A computational investigation on the roles of binding affinity and pore size on CO2/N2 overall adsorption process performance of MOFs through modifying MIL-101 structure

To develop an appropriate metal-organic framework to capture CO2 from dry flue gas, understanding the roles of structural modifications, location of primary adsorption sites and underlying adsorption mechanisms is crucial. Herein, effects of type, position and concentration of nitrogen-containing functional groups and C/N-substituted ligands are investigated on overall CO2/N2 adsorption process performance and mechanism of pristine and metal-substituted MIL-101 MOFs. In this investigation, density functional theory computations, grand-canonical Monte-Carlo, and molecular dynamics simulations are applied.

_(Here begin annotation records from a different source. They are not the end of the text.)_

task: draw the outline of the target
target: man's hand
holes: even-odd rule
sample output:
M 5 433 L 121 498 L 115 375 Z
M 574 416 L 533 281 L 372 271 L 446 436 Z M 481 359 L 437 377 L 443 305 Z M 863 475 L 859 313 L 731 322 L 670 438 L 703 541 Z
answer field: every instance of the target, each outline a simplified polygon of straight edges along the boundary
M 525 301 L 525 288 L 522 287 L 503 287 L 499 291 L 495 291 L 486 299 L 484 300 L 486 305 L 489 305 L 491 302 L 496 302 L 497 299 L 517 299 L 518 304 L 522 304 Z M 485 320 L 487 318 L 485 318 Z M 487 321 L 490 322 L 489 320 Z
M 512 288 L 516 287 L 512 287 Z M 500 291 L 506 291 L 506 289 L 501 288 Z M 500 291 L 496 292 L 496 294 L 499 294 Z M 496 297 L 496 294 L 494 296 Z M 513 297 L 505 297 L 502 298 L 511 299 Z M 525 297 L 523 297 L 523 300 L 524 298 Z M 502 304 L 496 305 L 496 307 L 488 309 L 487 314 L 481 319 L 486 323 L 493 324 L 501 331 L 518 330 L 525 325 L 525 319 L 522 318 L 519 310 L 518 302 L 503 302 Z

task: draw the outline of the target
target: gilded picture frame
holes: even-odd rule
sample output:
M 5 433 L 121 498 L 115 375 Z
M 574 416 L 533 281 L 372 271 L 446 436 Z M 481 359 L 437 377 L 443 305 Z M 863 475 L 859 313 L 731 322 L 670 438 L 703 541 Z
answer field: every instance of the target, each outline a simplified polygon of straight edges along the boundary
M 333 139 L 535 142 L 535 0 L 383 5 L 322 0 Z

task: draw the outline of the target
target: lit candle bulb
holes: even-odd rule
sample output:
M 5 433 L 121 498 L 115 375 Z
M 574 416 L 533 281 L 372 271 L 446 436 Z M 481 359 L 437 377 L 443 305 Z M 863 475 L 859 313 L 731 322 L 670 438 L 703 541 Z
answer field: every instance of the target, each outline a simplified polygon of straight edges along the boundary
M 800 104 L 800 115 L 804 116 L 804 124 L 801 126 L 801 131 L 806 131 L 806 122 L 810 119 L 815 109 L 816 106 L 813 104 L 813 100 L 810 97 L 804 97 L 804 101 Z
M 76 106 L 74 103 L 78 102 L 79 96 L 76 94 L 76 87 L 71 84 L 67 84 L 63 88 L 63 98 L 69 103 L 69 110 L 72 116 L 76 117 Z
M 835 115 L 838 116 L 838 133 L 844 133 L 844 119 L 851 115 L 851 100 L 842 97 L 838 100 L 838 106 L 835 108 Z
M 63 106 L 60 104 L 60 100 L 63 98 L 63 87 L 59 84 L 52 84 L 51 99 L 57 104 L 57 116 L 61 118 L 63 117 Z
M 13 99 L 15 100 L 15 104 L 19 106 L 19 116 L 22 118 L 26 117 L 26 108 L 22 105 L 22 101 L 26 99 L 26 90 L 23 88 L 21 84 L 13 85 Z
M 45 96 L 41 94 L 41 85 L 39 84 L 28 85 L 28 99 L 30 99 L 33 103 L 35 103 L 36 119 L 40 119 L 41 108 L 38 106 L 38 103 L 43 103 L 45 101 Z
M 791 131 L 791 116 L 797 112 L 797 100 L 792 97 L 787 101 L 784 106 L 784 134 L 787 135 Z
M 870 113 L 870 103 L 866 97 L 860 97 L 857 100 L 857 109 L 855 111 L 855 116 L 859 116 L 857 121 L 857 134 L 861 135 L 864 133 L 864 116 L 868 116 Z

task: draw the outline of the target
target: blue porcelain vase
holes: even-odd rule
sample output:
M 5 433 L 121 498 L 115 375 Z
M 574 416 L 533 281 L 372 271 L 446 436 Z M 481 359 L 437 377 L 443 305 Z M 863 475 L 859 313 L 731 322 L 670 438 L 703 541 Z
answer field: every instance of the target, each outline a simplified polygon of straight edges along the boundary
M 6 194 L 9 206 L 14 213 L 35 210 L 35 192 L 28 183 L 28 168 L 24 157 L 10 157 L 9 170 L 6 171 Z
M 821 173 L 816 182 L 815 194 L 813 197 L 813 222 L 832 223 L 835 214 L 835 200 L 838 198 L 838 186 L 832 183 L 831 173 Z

Taguchi-based overall evaluation criteria objective function is also used to assess the overall adsorption performances of these MIL-101 MOFs in terms of CO2 uptake capacity, CO2/N2 selectivity, isosteric heat of adsorption and mass transfer resistance. The PBE/DZVP computations resulted in the CO2-framework binding energies ranging from −3.85 to −21.01 kJ/mol implying an acid-base type of physisorption. A correlation is introduced to estimate the CO2 uptake capacity from binding affinity and pore diameter of these MIL-101 MOFs. Mechanistic investigations show that to enhance CO2 uptake capacity and CO2/N2 selectivity, functionalization of the linker ligands is more successful than functionalization of the open metal sites having strong interactions with CO2 molecules. Results also showed that the best possible scenario to improve the overall adsorption process performance of MIL-101 is to substitute the C atom(s) of the BDC ligands with the N atom(s), regardless of the central metal atom type. The comprehensive molecular design approach introduced in this work can be used as a methodology by scientists for the development of new MOFs for practical CO2 capture applications.